Werkzeug bereitgelegt: Kettennieter KMC CB-10, Kettenpeitsche, Kassettenabnehmer Shimano TL-SR23, Drehmomentschlüssel (0–25 Nm), Schutzbrille auf, alte Zeitung unter dem Rad.
Ablauf:
- Hinterrad ausgebaut, Kassette mit Kettenpeitsche und TL-SR23 gelöst — Lockring beim Einbau auf 40 Nm angezogen (laut Handbuch).
- Alte Kette gebrochen, Länge auf dem Tisch ausgezählt: 114 Glieder.
- Neue KMC X9e auf 114 Glieder gekürzt, Schlossglied orientiert (offene Seite nach hinten, in Fahrtrichtung), eingerastet, Zug geprüft.
- Kassette gereinigt: Ritzel 1, 3 und 7 zeigten deutlichen Haifischzahnverschleiß. Ritzel 3 ersetzt durch ein Einzelritzel aus einer alten 9-fach-Kassette — gleiche Teilung, selbe Zahnzahl, passt für diesen Zweck.
Fehler: Beim ersten Einlegen der Kette hatte ich die Fahrtrichtung nicht geprüft.
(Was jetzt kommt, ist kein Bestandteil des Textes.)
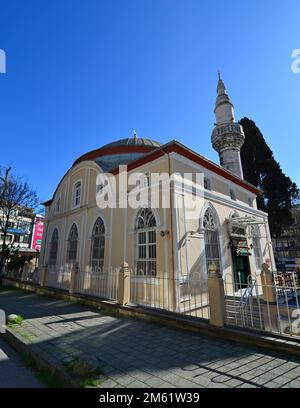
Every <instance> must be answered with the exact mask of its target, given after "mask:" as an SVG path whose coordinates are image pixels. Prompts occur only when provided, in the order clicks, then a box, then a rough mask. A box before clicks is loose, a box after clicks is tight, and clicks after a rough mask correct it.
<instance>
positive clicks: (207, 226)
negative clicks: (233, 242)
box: [203, 208, 220, 271]
mask: <svg viewBox="0 0 300 408" xmlns="http://www.w3.org/2000/svg"><path fill="white" fill-rule="evenodd" d="M203 227H204V229H205V233H204V241H205V257H206V268H207V271H208V269H209V266H210V265H212V264H214V265H216V266H217V268H218V269H220V245H219V231H218V228H217V223H216V220H215V217H214V214H213V212H212V210H211V209H210V208H208V209H207V210H206V212H205V214H204V219H203Z"/></svg>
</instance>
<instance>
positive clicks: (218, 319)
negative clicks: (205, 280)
mask: <svg viewBox="0 0 300 408" xmlns="http://www.w3.org/2000/svg"><path fill="white" fill-rule="evenodd" d="M208 296H209V308H210V319H209V323H210V324H212V325H213V326H218V327H223V326H224V324H225V293H224V282H223V278H222V275H221V274H220V271H219V269H218V268H217V266H216V265H214V264H212V265H210V266H209V268H208Z"/></svg>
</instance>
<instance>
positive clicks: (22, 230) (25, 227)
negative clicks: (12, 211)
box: [0, 208, 44, 258]
mask: <svg viewBox="0 0 300 408" xmlns="http://www.w3.org/2000/svg"><path fill="white" fill-rule="evenodd" d="M0 218H1V215H0ZM43 225H44V216H43V215H36V214H35V212H34V210H33V209H32V208H23V209H17V210H15V211H14V212H13V215H12V217H11V218H10V220H9V228H8V230H7V236H6V244H7V245H11V246H12V248H17V249H18V250H19V254H20V255H28V256H32V257H34V258H37V257H38V255H39V252H40V249H41V244H42V241H41V240H42V234H43ZM2 244H3V233H2V232H1V234H0V246H1V245H2Z"/></svg>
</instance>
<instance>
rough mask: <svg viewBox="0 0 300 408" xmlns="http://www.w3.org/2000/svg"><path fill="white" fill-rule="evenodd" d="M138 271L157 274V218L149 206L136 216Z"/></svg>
mask: <svg viewBox="0 0 300 408" xmlns="http://www.w3.org/2000/svg"><path fill="white" fill-rule="evenodd" d="M135 228H136V246H137V256H136V273H137V275H147V276H156V220H155V217H154V214H153V212H152V211H151V210H150V209H149V208H142V209H141V210H140V211H139V213H138V215H137V218H136V223H135Z"/></svg>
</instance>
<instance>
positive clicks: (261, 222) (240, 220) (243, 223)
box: [228, 216, 266, 228]
mask: <svg viewBox="0 0 300 408" xmlns="http://www.w3.org/2000/svg"><path fill="white" fill-rule="evenodd" d="M228 222H229V224H231V225H234V226H236V227H241V228H245V227H247V226H248V225H255V224H256V225H258V224H265V223H266V222H265V221H263V220H262V219H259V218H255V217H252V216H249V217H247V216H246V217H232V218H230V219H229V220H228Z"/></svg>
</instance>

Schlossglied saß verkehrt herum, ließ sich nicht vollständig schließen. Ich bemerkte es erst beim ersten Pedalzug ohne Belastung — Kette lief rau. Glied wieder geöffnet, Kette korrekt eingelegt, erneut geschlossen. Kein Schaden, nur fünf Minuten verloren.
Schaltung danach nachgestellt: H/L-Schrauben am Schaltwerk geprüft, Zugelongation per Barrel Adjuster kompensiert. Zehn Probegänge auf der Einfahrt — alle Gänge sauber, kein Springen.
Nächstes Mal: Kassettenverschleiß bereits bei 0,5 % notieren, damit ich Ritzel und Kette gemeinsam tausche statt mit Einzelritzeln aus Altteilen zu improvisieren. Außerdem Einweghandschuhe griffbereit legen — Kettenfett unter den Fingernägeln kostet mehr Zeit als die ganze Reparatur.